Si bien ambas naciones hasta ahora se rehusaron a sancionar a la nación persa, se sumaron a la última ronda de sanciones del Consejo de Seguridad de la ONU (CSONU), aunque no apoyaron las medidas adicionales tomadas por Estados Unidos y Europa contra el sector energético iraní.

La portavoz del Ministerio de Relaciones Exteriores chino Jiang Yu declaró que Beijing espera que “Irán y la agencia puedan cooperar plenamente y establecer la confianza de la comunidad internacional en la naturaleza pacífica de sus plantas”

Desde el Ejecutivo chino se llamó a elevar los esfuerzos diplomáticos en búsqueda de una “solución a largo plazo y adecuada”.

En tanto, el pasado 16 de mayo los ministros de Relaciones Exteriores de Brasil y Turquía informaron que los gobiernos de ambas naciones continuarán realizando esfuerzos diplomáticos para lograr una solución pacífica respecto al programa nuclear de Irán.

Los dos países firmaron un Acuerdo tripartito con Irán para que Turquía enriquezca el uranio necesitado por Teherán y con ello propusieron una solución pacífica a la polémica pero ante la decisión del CSONU el acuerdo quedó sin efecto.

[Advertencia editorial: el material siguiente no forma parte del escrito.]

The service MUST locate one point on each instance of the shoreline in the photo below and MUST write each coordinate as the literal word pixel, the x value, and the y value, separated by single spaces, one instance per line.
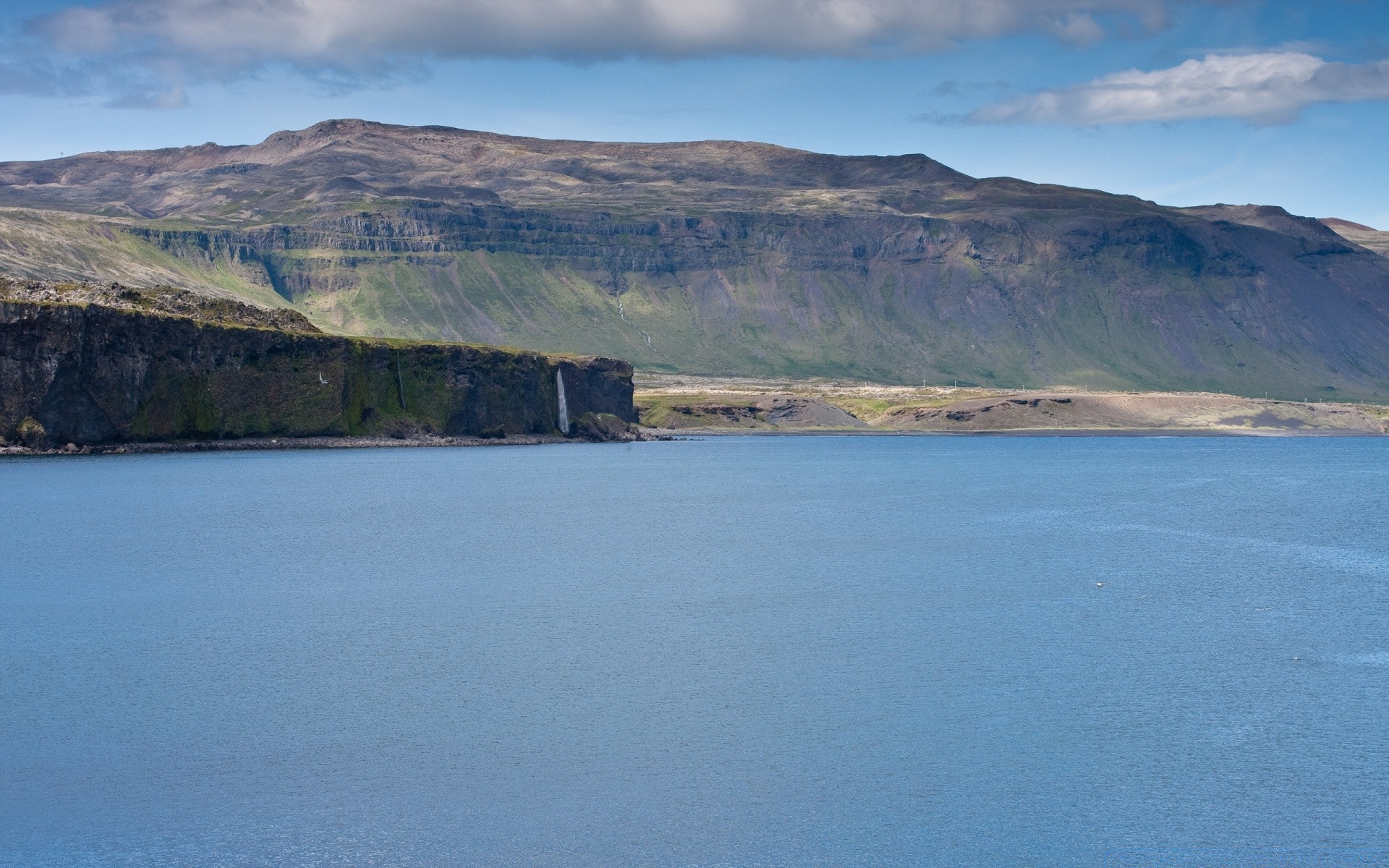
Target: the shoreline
pixel 647 436
pixel 285 443
pixel 677 434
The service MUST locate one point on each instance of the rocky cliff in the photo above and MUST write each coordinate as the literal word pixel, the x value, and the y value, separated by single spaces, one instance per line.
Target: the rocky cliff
pixel 75 371
pixel 726 258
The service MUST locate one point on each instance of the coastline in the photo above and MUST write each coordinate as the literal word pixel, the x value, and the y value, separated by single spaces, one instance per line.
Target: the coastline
pixel 284 443
pixel 684 434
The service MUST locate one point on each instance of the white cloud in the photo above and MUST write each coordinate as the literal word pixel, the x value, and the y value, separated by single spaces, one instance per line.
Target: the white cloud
pixel 357 34
pixel 1270 88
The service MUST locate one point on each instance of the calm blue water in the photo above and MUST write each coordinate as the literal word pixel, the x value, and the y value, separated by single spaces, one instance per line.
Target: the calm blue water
pixel 736 652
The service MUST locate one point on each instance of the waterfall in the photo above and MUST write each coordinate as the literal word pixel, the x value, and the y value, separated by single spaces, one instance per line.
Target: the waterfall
pixel 564 403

Ambos gobiernos condenaron las últimas sanciones contra la nación persa.

Por el momento habrá que esperar si las gestiones diplomáticas tienen un peso mayor que la necesidad militarista de Estados Unidos e Israel, siempre dispuestos para atacar a países que no se alínean con sus políticas, mientras a nivel internacional las voces en contra de una guerra contra Irán se van multiplicando.